In the information box accompanying Powell’s column, UCLA TA compensation is compared to the $1,688 monthly salary (or $15,192 per academic year) at the University of Illinois, where a furnished on-campus studio apartment costs $720 per month (or $8,640 per full year), compared to UCLA’s furnished studio rate of about $1,350 (or almost $16,200 per full year).
After paying rent, an Illinois student puts about $6,552 of his or her income toward taxes, food, transportation and child care (if needed), whereas a UCLA student can spend only about $1,355, leaving almost nothing after income tax is paid. And this is a comparison cherry-picked to make UCLA’s wages appear favorable; Powell could just as easily have compared UC wages to that of the University of Texas, whose website states TAs make $2,634 per month.
Low salaries are indeed the norm for graduate students, but UCLA’s salaries are not just low; they are inadequate to cover even the most basic human necessities. While prospective graduate students ordinarily don’t make their decision based on salary differences, they certainly will if their university of choice doesn’t offer enough to pay rent and buy groceries.
Powell further defies logic by contending that this does not matter because teaching assistantships are not meant as “a way to pay the bills.” Teaching assistantships are guaranteed to prospective graduate students as the sole source of their funds.

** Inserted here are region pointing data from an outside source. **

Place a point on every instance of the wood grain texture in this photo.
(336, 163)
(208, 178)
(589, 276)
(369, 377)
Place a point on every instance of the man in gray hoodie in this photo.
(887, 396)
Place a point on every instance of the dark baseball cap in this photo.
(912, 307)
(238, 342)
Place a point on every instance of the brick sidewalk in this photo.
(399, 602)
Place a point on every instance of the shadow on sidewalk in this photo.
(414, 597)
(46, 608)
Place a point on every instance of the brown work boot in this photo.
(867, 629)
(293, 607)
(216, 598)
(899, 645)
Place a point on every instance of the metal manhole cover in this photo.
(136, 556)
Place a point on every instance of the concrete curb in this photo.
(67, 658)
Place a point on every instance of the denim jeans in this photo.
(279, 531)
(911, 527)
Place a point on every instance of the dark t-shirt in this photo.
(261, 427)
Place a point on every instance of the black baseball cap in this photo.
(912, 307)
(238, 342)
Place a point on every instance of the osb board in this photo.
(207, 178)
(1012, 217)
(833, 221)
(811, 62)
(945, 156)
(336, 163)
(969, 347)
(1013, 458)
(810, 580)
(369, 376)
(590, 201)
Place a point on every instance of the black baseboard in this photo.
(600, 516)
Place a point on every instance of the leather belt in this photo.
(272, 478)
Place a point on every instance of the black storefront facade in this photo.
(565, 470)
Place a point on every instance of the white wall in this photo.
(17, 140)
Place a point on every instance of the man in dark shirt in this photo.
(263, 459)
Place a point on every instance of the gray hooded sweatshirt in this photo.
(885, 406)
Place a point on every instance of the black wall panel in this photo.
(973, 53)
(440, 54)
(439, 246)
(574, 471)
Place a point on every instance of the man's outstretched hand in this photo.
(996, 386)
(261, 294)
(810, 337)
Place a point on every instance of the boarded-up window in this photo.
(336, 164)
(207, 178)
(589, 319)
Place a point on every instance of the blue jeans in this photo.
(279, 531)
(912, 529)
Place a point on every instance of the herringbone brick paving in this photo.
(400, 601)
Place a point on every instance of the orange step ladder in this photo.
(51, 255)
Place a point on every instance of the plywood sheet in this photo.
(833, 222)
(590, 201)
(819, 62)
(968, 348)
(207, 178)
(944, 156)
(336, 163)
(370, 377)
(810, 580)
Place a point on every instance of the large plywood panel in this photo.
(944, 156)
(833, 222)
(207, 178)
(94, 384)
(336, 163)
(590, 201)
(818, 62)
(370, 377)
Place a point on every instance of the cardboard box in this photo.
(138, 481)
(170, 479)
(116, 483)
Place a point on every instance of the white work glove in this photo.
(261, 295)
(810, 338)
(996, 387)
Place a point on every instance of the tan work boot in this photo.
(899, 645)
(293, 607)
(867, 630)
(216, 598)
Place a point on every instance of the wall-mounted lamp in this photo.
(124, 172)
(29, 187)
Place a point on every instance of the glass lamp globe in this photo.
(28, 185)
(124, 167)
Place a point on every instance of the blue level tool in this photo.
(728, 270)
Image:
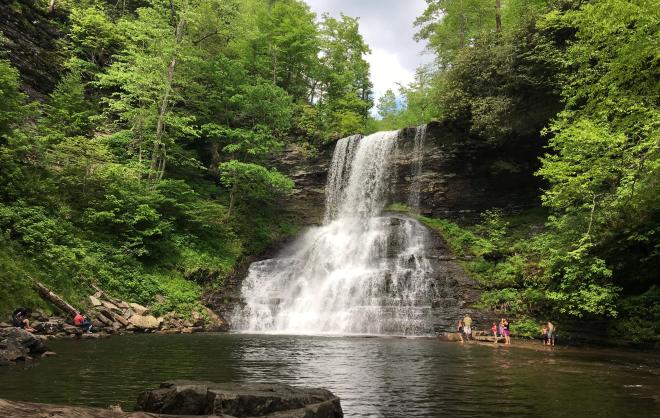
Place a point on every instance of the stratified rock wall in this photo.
(31, 43)
(461, 177)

The university even expressly forbids graduate students from having a second job because it expects them to do half of the teaching of its undergraduates and perform research in the time they are not teaching. If graduate students do not work their 20 hours per week of teaching, as well as their 20 (or often 60) unpaid hours per week of research with their faculty, they are of no use whatsoever to the university. There is in most cases no secondary source of funds to “pay the bills.”
Lastly, Powell likens teaching assistantships to an internship providing career preparation. He fails to realize that in many fields our experience in teaching is next to worthless to hiring committees.
Although many of us enjoy teaching, it is almost universally the case that our time would be better spent on research, which we need in order to be successful in an incredibly tough job market against dozens of other graduate students competing for only a couple of $60,000 a year faculty positions.
The imminent problem facing the UC can be addressed only by action, not by pretending this is normal and graduate students are immune to financial difficulties.
Gunter is a graduate student in psychology.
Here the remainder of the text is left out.